Staff growth at NZTA did not mainly take place on the frontline. HR workers went from 57 to 122 full-time equivalents; managers from 214 to 456; accountants from 44 to 66; admin staff from 307 to 485; and communications officers from 32 to 88. None of those mentioned above will ever install a bollard, put up a road sign, or fix a pothole.
NZTA is symptomatic of a much wider problem in New Zealand, even though it is only a small puzzle piece. Faced with a serious problem, the government sets an ambitious long-term goal. It then launches massive public relations campaigns. Following that, it blows up the bureaucracy but fails on deliverables.
It is the same story in practically every major policy area.
Housing was one of the big issues in the 2017 election campaign. At the time, Labour promised to fix the housing market, reduce homelessness, and build 100,000 affordable KiwiBuild homes over the next decade.
The results after five years? New Zealand house prices have grown by almost 8.7 per annum on average. Emergency Housing Grants, which were below $10 million per quarter in 2017, now exceed $100 million. And KiwiBuild, so far, has delivered just over 1,300 homes – with only 98,700 to go.
New Zealanders used to be proud of their education system, which was considered world-class.
Today, the only measure by which New Zealand schools lead the world is in declining standards.
Reading and literacy have dropped dramatically in the OECD’s PISA rankings. The mathematics skills of New Zealand’s 15-year-olds are only as good as those of 13.5-year-olds 20 years ago. Despite an increase in education spending per student, more than 40 per cent of school leavers are functionally illiterate or innumerate.
Aside from such big policy failures, New Zealanders are bombarded with worrying news daily. There are GPs reportedly seeing more than 60 patients per day. Patients are treated in corridors at some hospitals’ A & E departments, where waiting times now often exceed ten hours.
As gang numbers have grown, gun crime has also become a regular feature in news headlines. Ram raids, where youths steal cars and crash them into small shops, have become common.
Rather than dealing with these and many other issues, the government appears determined to add new challenges to doing business. It is about to introduce collective bargaining in the labour market and an extra tax on income to fund unemployment insurance.
And these are just the big-ticket items. Practically every industry can tell its own stories about new complex regulations, usually rushed through with minimal consultation, if any.
Furthermore, there is growing unease about the government’s move towards co-governance. It sounds harmless but it would radically alter how democracy operates in New Zealand and undermine basic principles of democratic participation.
All in all, the picture that emerges is that of a country in precipitous decline. That would be alarming enough. What makes it even more so is a perception that the core private and public institutions lack the understanding of the severity of the crisis or the ability to counteract it.

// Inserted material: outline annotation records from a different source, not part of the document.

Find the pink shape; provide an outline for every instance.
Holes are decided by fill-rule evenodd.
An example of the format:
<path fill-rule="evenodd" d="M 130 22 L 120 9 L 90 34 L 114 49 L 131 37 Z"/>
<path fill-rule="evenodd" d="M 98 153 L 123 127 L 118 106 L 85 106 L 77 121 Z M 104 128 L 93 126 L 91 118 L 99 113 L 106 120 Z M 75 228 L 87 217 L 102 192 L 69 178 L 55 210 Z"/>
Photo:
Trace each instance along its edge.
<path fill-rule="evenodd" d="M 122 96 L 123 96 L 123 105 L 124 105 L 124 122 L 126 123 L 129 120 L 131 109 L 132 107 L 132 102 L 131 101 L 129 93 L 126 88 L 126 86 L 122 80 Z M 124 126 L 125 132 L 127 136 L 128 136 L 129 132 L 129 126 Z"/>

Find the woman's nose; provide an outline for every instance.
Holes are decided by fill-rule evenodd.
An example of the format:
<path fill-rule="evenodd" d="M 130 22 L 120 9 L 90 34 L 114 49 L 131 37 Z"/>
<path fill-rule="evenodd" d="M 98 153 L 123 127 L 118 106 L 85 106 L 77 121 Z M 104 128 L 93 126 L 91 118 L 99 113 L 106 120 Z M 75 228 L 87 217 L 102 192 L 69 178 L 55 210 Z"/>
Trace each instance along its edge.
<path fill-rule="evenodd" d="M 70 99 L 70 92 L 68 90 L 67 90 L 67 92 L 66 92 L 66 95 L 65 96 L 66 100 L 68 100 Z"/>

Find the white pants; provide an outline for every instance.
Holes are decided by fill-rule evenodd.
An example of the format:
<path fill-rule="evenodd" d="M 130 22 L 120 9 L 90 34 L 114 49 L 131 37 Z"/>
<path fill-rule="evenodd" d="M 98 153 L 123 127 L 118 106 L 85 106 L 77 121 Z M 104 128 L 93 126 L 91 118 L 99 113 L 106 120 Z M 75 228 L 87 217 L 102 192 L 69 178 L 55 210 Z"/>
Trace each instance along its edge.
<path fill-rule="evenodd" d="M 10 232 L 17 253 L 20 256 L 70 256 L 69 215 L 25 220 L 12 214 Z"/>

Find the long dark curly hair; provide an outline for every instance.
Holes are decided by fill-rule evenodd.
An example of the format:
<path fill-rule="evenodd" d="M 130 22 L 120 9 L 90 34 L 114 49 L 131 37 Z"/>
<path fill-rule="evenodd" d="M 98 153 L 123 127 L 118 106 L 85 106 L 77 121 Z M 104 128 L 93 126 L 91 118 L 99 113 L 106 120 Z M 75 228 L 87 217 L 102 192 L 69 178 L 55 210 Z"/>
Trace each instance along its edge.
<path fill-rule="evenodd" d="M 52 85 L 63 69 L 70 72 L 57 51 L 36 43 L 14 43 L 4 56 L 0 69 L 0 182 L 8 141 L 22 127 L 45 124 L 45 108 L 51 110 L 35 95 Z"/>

Some notable exceptions aside, the New Zealand media is underfunded and not performing the functions of the Fourth Estate properly.
Despite the vast expansion in public service numbers, it lacks quality and focuses on trendy issues rather than its core functions. In particular, the Reserve Bank and the Productivity Commission need a reset. And across the political spectrum, again with notable exceptions, the political parties lack parliamentarians with the qualifications and experience necessary for a turnaround job.
New Zealand needs to be careful not to turn into a failed state. That does not mean it should expect civil unrest, but a period of prolonged and seemingly unstoppable decline across all areas of public life.
The only way to reverse this process would be for New Zealand to regain its mojo: its mojo for serious economic and social reform. It has happened before. And it must happen again.